However, it is recommended to just run whatever local inference engine you're using in another window, and put its API endpoint in config.yaml, rather than using the built-in aphrodite mode. That mode can be considered deprecated at this point.

NOTE it is likely more cost-effective for large scale dataset generation to rent GPUs for a couple bucks/hr on a service like Vast.ai or Runpod, than it is to use APIs like Together.ai. However, APIs are faster and require little setup. So the currently advised process is: experiment with APIs, and generate for production with rented compute.

I will make a video tutorial on local dataset generation with Augmentoolkit sometime soon.

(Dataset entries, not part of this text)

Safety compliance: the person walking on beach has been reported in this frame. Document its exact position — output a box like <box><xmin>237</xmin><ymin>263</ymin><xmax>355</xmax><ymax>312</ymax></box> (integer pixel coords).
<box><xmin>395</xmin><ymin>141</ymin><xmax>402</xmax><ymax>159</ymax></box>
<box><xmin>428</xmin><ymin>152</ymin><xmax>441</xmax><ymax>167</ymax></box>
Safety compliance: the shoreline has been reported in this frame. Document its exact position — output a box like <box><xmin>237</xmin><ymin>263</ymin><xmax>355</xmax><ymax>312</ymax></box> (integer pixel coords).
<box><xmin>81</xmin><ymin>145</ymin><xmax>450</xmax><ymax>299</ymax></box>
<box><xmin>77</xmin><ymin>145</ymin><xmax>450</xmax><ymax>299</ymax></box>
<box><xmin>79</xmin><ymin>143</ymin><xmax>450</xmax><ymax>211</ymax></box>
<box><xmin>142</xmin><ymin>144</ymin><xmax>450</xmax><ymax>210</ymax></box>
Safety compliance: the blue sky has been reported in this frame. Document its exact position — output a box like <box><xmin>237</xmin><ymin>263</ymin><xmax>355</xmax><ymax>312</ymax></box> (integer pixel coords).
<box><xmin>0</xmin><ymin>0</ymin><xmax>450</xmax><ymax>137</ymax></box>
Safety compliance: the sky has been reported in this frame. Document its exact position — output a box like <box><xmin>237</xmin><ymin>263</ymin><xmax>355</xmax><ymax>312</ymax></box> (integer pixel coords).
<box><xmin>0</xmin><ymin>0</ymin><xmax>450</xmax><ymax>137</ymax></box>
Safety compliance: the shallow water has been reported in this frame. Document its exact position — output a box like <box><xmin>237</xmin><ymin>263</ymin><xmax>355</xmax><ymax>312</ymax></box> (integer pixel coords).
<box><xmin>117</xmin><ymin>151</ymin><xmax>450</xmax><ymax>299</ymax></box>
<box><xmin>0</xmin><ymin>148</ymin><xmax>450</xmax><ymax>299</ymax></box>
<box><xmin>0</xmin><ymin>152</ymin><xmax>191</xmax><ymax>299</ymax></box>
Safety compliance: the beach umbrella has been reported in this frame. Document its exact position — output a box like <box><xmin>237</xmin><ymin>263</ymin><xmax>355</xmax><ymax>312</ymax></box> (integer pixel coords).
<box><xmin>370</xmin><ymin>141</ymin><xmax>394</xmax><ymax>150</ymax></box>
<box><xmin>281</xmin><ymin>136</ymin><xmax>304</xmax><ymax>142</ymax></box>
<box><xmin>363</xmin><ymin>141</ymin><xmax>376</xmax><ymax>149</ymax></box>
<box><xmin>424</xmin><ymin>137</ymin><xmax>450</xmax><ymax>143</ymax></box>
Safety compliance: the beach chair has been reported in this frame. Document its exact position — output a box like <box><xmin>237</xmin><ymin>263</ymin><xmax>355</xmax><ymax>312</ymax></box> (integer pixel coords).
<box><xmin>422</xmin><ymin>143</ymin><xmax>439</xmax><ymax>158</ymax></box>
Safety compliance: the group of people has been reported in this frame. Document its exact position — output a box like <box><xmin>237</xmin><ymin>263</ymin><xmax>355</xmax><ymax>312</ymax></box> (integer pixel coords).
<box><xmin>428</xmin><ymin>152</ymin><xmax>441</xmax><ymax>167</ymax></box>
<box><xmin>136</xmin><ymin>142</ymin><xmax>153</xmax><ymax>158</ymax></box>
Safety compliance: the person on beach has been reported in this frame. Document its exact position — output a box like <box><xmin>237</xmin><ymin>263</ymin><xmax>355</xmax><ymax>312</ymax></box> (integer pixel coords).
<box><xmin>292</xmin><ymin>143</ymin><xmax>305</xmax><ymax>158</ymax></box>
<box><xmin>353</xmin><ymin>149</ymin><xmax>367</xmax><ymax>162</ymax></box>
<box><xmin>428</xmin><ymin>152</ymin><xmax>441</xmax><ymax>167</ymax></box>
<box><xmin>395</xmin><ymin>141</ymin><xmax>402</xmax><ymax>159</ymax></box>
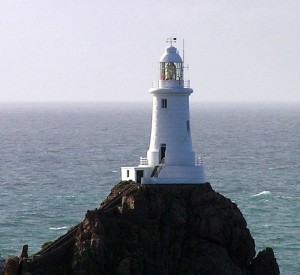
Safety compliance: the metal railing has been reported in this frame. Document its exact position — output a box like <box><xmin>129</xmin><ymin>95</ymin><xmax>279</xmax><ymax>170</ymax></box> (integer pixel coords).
<box><xmin>140</xmin><ymin>157</ymin><xmax>148</xmax><ymax>165</ymax></box>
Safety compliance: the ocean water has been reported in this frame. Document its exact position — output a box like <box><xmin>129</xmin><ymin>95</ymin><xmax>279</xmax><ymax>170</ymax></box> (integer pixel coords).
<box><xmin>0</xmin><ymin>102</ymin><xmax>300</xmax><ymax>274</ymax></box>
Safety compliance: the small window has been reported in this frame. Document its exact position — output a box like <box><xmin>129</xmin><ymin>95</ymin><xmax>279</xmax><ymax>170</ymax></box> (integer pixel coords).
<box><xmin>186</xmin><ymin>120</ymin><xmax>191</xmax><ymax>131</ymax></box>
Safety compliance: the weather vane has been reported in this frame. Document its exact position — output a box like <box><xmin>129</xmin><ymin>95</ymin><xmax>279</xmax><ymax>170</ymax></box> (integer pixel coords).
<box><xmin>166</xmin><ymin>36</ymin><xmax>177</xmax><ymax>46</ymax></box>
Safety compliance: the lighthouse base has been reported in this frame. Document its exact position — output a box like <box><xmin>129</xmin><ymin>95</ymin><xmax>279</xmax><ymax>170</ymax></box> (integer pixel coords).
<box><xmin>121</xmin><ymin>165</ymin><xmax>206</xmax><ymax>184</ymax></box>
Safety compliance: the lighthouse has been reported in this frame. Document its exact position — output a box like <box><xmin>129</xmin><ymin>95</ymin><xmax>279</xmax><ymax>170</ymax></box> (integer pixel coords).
<box><xmin>121</xmin><ymin>39</ymin><xmax>205</xmax><ymax>184</ymax></box>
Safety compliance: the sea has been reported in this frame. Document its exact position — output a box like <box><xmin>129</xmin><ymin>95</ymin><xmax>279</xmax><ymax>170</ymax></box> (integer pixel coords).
<box><xmin>0</xmin><ymin>101</ymin><xmax>300</xmax><ymax>275</ymax></box>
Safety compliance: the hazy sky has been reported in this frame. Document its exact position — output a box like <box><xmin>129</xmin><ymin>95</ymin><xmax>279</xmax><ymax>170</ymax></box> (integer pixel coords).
<box><xmin>0</xmin><ymin>0</ymin><xmax>300</xmax><ymax>102</ymax></box>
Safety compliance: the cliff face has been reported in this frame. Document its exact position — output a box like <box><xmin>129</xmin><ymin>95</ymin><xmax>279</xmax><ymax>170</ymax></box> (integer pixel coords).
<box><xmin>3</xmin><ymin>182</ymin><xmax>279</xmax><ymax>275</ymax></box>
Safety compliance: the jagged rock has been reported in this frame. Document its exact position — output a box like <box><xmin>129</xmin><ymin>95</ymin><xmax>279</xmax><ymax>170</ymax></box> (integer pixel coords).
<box><xmin>14</xmin><ymin>182</ymin><xmax>279</xmax><ymax>275</ymax></box>
<box><xmin>3</xmin><ymin>257</ymin><xmax>19</xmax><ymax>275</ymax></box>
<box><xmin>251</xmin><ymin>247</ymin><xmax>280</xmax><ymax>275</ymax></box>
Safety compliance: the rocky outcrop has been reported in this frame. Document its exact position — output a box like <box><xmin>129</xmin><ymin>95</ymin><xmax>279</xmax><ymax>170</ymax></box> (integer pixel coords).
<box><xmin>2</xmin><ymin>182</ymin><xmax>279</xmax><ymax>275</ymax></box>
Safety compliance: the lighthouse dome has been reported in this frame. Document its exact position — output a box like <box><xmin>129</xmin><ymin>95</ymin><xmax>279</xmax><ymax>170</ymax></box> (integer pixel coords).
<box><xmin>159</xmin><ymin>46</ymin><xmax>182</xmax><ymax>63</ymax></box>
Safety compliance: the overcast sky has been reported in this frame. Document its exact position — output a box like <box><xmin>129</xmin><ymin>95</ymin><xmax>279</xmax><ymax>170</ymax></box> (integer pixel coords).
<box><xmin>0</xmin><ymin>0</ymin><xmax>300</xmax><ymax>102</ymax></box>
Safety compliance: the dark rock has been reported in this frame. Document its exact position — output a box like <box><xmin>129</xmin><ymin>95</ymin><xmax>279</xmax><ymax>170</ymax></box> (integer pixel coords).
<box><xmin>3</xmin><ymin>257</ymin><xmax>19</xmax><ymax>275</ymax></box>
<box><xmin>11</xmin><ymin>182</ymin><xmax>279</xmax><ymax>275</ymax></box>
<box><xmin>251</xmin><ymin>247</ymin><xmax>280</xmax><ymax>275</ymax></box>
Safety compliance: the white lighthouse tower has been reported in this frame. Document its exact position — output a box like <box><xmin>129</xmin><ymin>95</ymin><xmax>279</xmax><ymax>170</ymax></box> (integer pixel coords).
<box><xmin>121</xmin><ymin>39</ymin><xmax>205</xmax><ymax>184</ymax></box>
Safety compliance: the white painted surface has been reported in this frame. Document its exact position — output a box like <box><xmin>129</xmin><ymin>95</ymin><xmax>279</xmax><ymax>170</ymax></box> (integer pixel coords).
<box><xmin>122</xmin><ymin>46</ymin><xmax>205</xmax><ymax>184</ymax></box>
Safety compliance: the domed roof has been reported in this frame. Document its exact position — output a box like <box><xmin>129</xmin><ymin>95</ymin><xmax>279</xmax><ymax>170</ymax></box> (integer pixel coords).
<box><xmin>159</xmin><ymin>46</ymin><xmax>182</xmax><ymax>62</ymax></box>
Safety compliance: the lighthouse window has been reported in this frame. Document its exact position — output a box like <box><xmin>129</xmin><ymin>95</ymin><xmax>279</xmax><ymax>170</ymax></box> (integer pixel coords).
<box><xmin>186</xmin><ymin>120</ymin><xmax>191</xmax><ymax>131</ymax></box>
<box><xmin>161</xmin><ymin>98</ymin><xmax>168</xmax><ymax>108</ymax></box>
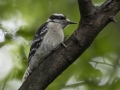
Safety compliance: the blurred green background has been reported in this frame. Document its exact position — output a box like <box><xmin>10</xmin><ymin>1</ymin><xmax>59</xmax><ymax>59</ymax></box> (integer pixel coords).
<box><xmin>0</xmin><ymin>0</ymin><xmax>120</xmax><ymax>90</ymax></box>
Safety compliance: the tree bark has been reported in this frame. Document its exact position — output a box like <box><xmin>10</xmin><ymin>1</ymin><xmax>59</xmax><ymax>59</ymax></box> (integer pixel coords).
<box><xmin>19</xmin><ymin>0</ymin><xmax>120</xmax><ymax>90</ymax></box>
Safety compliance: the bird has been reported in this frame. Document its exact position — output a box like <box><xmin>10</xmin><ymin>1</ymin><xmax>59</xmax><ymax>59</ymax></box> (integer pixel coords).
<box><xmin>22</xmin><ymin>13</ymin><xmax>76</xmax><ymax>82</ymax></box>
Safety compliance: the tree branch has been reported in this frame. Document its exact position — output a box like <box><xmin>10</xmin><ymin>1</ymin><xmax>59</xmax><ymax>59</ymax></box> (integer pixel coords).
<box><xmin>19</xmin><ymin>0</ymin><xmax>120</xmax><ymax>90</ymax></box>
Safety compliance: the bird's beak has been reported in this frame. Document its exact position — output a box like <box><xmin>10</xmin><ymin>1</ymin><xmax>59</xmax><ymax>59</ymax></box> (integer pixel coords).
<box><xmin>67</xmin><ymin>19</ymin><xmax>77</xmax><ymax>24</ymax></box>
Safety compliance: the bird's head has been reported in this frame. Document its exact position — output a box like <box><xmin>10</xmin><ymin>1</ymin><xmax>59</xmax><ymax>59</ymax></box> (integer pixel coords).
<box><xmin>47</xmin><ymin>13</ymin><xmax>76</xmax><ymax>28</ymax></box>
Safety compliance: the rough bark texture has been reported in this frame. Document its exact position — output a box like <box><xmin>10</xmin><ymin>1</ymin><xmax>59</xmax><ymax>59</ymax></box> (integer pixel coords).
<box><xmin>19</xmin><ymin>0</ymin><xmax>120</xmax><ymax>90</ymax></box>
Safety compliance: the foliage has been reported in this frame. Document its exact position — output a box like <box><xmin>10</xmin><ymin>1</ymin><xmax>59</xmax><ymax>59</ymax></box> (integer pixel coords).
<box><xmin>0</xmin><ymin>0</ymin><xmax>120</xmax><ymax>90</ymax></box>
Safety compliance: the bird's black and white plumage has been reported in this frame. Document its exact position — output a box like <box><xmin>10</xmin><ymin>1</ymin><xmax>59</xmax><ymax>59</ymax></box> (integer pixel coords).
<box><xmin>22</xmin><ymin>13</ymin><xmax>76</xmax><ymax>82</ymax></box>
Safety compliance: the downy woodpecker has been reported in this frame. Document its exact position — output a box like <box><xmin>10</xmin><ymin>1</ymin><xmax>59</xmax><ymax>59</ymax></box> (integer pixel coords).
<box><xmin>22</xmin><ymin>13</ymin><xmax>76</xmax><ymax>82</ymax></box>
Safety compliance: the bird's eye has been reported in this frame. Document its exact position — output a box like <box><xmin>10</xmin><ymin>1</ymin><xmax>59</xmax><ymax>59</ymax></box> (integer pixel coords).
<box><xmin>60</xmin><ymin>17</ymin><xmax>65</xmax><ymax>20</ymax></box>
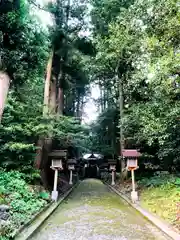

Augmentoolkit resumes previously-started runs if the output folder is not empty. Rename or move it elsewhere if you are not trying to continue interrupted dataset generation.

Config.yaml, Step-by-Step

You can easily customize how a given run of Augmentoolkit proceeds by modifying config.yaml. The WebUI also has the ability to customize settings. Let's walk through each field in the YAML file so that you can understand how to change it to suit your needs:

First up, we have the API section:

API:
  API_KEY: your key here
  BASE_URL: https://api.together.xyz
  LARGE_LOGICAL_MODEL: meta-llama/Llama-3-70b-chat-hf
  LOGICAL_MODEL: meta-llama/Llama-3-70b-chat-hf
  QUANTIZATION_SMALL: "gptq"
  QUANTIZATION_LARGE: "gptq"

Field-by-field:

  • API_KEY this is where you put the API key for your favorite API provider. If you're running a local server, put a dummy value in here so that the formatting of the request does not break.
  • BASE_URL this is the base URL for the API provider you are using. Some possible values:
  • LARGE_LOGICAL_MODEL the name of the large model you want to use. This is the model that will be used for the final generation step. This should be a decently-strong model. The model used to power Augmentoolkit is separated into two models to save costs on easier steps early on in the pipeline. (This field is likely irrelevant if you're using a local server.)
  • LOGICAL_MODEL the name of the model you want to use for the first few generation steps. It can be a decently cheap model, but stronger models will still result in better final outputs.
  • QUANTIZATION_... change these if you are running with Aphrodite mode on. The method (e.g., "gptq", "awq") must match the kind of model quantization being used. _SMALL sets the quantization type for the LOGICAL_MODEL whereas _LARGE sets the type for the LARGE_LOGICAL_MODEL. **This setting does nothing and can be ignored if Augmentoolkit is not in Aphrodite mode (aphrodite mode is deprecated anyway since it is better to run it as a local server than using its code).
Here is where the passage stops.